In [None]:
import sys

!{sys.executable} -m pip install yfinance --upgrade --no-cache-dir

# Applying ML : Clustering stock market data

**Goal**: Learn about approximate nearest neighbor identification in high-dimensional spaces via:

1. Clustering times series based on its shape using [K-Shape: Time Series Clustering](https://aws.amazon.com/marketplace/pp/Spotad-LTD-K-Shape-Time-Series-Clustering/prodview-bjbovimwn5ajs). 
2. Clustering high-dimensional data using Amazon SageMaker built-in [K-Means Algorithm](https://docs.aws.amazon.com/sagemaker/latest/dg/k-means.html)

#### Task 1 description:
In this task, you will learn how to perform clustering on time series data and identify stocks that are performing identical to each other over a given time-span.
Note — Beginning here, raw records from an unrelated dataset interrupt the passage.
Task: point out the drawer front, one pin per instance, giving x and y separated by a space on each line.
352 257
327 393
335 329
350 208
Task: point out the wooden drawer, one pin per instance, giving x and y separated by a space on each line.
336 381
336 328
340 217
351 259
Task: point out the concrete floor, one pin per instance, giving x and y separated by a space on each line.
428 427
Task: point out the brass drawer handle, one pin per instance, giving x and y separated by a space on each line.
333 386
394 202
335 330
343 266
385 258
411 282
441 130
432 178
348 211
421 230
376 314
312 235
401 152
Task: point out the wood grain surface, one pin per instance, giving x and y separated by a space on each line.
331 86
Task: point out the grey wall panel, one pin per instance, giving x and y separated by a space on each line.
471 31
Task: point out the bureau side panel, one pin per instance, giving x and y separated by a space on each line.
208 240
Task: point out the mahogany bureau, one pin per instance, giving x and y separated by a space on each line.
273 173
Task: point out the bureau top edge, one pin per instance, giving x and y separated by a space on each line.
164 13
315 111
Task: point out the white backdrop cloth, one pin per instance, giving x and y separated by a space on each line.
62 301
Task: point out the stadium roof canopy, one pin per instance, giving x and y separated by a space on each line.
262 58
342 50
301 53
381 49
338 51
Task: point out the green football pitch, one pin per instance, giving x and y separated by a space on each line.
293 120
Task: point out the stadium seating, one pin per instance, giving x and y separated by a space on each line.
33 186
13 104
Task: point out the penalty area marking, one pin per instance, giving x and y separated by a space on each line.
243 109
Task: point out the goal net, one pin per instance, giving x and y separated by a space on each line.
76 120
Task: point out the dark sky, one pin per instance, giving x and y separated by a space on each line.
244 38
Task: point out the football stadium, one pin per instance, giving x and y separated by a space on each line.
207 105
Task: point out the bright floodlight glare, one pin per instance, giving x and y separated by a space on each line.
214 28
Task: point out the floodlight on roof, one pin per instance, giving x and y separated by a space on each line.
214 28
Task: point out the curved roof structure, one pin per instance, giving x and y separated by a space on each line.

You will download the stock market data at runtime, normalize values for each stock, and then identify clusters of stocks with identical shape. You will then share findings about which stocks seem to have identical behaviors. You will also report which value for `k` returned you the minimum SSD (Sum of the squared distances between each data point and the cluster centroid). 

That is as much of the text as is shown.